The first week of January is always met with a flood of #newyearnewme posts as we feel all optimistic about the year ahead.
But by the end of the month, a lot of these goals have been abandoned. In fact, more than a third of all resolutions will fail by February 1st. Chances are, those high hopes you set for yourself a few weeks ago have been met with a few challenges since then.
Before you say “oh well, better luck next year,”, here are some tips on setting and achieving your personal goals in 2019!
Pick Something Meaningful To You
One of the most common reasons our resolutions fail is when they’re set to meet someone else’s expectations. When you’re not personally invested in your resolution, why would you really care if you don’t end up keeping it?
Another aspect to this is when we pick resolutions in a moment of strong emotion - perhaps feeling like we’ve overindulged at Christmas, or getting inspired after reading a book.
While these can be powerful motivators at the time, they’re likely to wear off quickly and leave you back where you started.
Have a Plan
Alright, you know what you want to achieve in 2019. Amazing! The next step is working out how to get there (and planning for speed bumps along the way).
The New York Times recommends breaking your resolution into three parts - a cue (for example, boredom may be contributing to our Facebook addiction); a routine (the habit itself) and a reward (feeling connected and entertained).
From here, it’s a lot easier to identify why you’ve developed a bad habit and what changes you may need to make to fix it.
Have a bad day?

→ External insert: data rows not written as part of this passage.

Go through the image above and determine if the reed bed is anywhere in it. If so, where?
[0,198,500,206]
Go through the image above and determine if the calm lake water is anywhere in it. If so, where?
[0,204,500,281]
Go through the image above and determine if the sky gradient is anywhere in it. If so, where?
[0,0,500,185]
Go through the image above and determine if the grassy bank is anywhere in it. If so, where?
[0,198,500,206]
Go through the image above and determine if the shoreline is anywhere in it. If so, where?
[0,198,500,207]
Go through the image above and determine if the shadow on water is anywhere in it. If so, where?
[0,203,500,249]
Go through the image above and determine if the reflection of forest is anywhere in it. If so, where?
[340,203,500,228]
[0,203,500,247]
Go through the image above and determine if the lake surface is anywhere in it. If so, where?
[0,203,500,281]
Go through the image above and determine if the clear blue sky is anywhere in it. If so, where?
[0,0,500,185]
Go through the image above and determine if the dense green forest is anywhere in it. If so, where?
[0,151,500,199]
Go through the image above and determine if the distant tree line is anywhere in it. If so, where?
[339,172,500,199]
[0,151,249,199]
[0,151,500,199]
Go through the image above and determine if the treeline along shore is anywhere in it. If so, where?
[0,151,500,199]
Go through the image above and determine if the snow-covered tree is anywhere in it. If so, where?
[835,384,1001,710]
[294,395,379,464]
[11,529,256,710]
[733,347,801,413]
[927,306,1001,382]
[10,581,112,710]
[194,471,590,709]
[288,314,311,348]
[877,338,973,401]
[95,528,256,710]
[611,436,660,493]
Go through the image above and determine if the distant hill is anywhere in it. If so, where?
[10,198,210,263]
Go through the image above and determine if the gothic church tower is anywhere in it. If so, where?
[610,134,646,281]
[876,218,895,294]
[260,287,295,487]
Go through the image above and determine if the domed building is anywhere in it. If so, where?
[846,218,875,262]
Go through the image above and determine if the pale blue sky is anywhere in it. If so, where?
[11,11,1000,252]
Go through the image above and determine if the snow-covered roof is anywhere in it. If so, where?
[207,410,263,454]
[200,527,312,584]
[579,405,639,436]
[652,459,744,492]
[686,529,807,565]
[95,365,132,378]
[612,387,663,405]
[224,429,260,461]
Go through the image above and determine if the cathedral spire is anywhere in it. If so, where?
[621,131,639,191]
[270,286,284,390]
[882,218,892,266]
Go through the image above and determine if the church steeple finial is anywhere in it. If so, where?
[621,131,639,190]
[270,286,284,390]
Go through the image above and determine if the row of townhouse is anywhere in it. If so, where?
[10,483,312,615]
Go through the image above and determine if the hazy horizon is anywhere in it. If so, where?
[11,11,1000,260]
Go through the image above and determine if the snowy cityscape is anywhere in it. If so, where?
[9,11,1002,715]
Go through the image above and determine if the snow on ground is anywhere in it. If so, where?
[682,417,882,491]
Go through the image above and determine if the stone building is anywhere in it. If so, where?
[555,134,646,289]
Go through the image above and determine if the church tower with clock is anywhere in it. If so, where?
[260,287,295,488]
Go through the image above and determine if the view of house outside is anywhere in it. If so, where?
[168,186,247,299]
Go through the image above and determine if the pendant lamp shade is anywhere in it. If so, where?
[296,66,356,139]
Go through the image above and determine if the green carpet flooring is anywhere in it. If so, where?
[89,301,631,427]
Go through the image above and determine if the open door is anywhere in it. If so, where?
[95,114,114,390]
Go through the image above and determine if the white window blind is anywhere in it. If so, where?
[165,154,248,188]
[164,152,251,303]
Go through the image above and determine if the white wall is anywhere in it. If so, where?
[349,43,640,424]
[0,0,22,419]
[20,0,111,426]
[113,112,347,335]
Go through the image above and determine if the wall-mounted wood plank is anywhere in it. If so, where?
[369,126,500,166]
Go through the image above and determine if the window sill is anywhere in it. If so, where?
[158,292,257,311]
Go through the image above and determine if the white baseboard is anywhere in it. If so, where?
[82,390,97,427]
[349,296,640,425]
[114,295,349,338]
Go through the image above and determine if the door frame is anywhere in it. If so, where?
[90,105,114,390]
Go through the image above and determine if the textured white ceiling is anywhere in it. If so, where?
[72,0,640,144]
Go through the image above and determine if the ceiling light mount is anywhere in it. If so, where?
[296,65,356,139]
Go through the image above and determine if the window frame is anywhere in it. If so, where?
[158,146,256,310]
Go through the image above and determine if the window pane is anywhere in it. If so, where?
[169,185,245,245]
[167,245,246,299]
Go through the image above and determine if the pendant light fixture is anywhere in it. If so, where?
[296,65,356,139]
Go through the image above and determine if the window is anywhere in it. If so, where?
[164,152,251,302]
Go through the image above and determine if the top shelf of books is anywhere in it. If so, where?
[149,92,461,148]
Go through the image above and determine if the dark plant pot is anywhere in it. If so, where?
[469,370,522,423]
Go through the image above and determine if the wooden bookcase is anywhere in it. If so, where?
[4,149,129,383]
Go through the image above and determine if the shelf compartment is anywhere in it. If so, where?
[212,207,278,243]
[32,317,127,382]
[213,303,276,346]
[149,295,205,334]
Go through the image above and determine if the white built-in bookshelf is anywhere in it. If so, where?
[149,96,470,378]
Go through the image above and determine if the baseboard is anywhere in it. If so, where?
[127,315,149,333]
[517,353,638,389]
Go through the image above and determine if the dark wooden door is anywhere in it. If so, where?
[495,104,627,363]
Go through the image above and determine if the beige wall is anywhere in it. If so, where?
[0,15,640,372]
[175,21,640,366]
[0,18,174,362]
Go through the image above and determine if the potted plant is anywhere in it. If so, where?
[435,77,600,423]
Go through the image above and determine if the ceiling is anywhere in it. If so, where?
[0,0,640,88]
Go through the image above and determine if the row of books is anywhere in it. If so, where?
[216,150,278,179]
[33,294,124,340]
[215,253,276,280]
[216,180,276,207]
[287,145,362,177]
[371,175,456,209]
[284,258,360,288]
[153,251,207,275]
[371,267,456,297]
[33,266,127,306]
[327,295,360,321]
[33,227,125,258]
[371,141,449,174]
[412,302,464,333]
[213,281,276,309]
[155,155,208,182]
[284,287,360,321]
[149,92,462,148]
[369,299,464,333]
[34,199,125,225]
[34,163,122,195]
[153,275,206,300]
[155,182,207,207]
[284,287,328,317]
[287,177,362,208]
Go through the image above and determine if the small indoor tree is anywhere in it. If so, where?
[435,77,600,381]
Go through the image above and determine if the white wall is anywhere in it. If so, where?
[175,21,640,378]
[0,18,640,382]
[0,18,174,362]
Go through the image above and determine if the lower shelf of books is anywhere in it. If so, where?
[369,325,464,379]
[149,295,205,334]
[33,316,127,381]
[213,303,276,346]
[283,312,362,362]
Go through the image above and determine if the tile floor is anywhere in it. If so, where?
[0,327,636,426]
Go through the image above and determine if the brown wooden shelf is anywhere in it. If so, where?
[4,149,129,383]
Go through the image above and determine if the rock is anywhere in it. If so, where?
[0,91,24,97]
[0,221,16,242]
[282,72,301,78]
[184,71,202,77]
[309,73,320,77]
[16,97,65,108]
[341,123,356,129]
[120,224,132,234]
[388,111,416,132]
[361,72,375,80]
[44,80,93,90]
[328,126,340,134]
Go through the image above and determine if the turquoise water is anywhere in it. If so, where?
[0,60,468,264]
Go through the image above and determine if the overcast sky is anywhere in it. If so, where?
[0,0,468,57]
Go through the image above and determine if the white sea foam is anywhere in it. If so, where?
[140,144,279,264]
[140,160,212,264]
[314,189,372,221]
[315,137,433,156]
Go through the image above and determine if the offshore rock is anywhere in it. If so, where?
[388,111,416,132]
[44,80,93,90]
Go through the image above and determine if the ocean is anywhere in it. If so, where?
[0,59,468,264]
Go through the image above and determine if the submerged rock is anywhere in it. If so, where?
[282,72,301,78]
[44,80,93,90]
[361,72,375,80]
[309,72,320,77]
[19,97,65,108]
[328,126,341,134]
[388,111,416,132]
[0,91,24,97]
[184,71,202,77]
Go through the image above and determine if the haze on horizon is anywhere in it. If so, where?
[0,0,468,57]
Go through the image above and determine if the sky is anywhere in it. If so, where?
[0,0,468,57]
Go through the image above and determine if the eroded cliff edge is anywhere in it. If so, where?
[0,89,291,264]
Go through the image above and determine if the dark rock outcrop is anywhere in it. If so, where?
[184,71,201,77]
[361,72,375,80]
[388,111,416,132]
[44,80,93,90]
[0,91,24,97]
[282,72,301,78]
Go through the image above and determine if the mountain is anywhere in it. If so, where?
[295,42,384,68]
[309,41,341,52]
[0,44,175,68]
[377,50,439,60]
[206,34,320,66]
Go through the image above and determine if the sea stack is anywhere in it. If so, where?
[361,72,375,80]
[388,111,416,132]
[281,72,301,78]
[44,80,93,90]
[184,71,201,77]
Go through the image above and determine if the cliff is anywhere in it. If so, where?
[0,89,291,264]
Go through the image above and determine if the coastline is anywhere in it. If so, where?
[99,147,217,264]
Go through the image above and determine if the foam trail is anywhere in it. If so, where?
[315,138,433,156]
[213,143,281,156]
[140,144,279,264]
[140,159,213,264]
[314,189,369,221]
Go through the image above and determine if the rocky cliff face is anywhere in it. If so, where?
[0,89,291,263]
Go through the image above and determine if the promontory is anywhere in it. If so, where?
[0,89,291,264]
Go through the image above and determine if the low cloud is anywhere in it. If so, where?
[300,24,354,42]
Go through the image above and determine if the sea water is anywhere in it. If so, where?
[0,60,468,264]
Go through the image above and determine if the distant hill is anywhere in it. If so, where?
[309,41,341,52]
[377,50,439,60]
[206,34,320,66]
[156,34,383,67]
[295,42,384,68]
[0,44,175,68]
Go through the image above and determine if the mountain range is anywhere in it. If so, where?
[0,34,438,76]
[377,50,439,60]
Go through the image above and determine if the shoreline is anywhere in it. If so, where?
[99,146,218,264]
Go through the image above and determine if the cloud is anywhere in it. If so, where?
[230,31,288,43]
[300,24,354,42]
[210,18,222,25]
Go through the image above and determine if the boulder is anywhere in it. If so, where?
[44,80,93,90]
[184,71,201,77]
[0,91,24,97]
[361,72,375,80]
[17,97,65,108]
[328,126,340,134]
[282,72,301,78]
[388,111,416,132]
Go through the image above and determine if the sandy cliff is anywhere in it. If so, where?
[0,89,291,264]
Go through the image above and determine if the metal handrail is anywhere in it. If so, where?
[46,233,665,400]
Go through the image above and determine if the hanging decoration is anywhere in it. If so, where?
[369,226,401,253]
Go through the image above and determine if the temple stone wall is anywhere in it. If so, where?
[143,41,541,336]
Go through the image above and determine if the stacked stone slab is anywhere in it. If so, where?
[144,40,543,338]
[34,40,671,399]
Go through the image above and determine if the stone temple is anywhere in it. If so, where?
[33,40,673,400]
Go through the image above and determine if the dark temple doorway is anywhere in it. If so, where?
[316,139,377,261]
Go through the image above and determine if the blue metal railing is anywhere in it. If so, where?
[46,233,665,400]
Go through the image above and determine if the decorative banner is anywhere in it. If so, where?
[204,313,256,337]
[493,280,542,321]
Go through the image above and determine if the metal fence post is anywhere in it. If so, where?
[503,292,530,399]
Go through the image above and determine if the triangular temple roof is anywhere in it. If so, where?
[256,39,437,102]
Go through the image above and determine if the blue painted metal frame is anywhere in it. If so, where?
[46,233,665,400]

The key is not to beat yourself up - focus on all the victories you’ve had, instead of a singular setback.
Get A Cheer Squad
Whether it’s just one or two friends, or your entire office - letting someone know you’ve set a goal is a great way to hold you accountable down the track.
Social media is also great for this purpose - just make sure you don’t go back and delete the post if you fall off the wagon!
You can always raise the stakes by placing a wager on your success - studies show we can be a lot more motivated when some of our hard earned cash is on the line!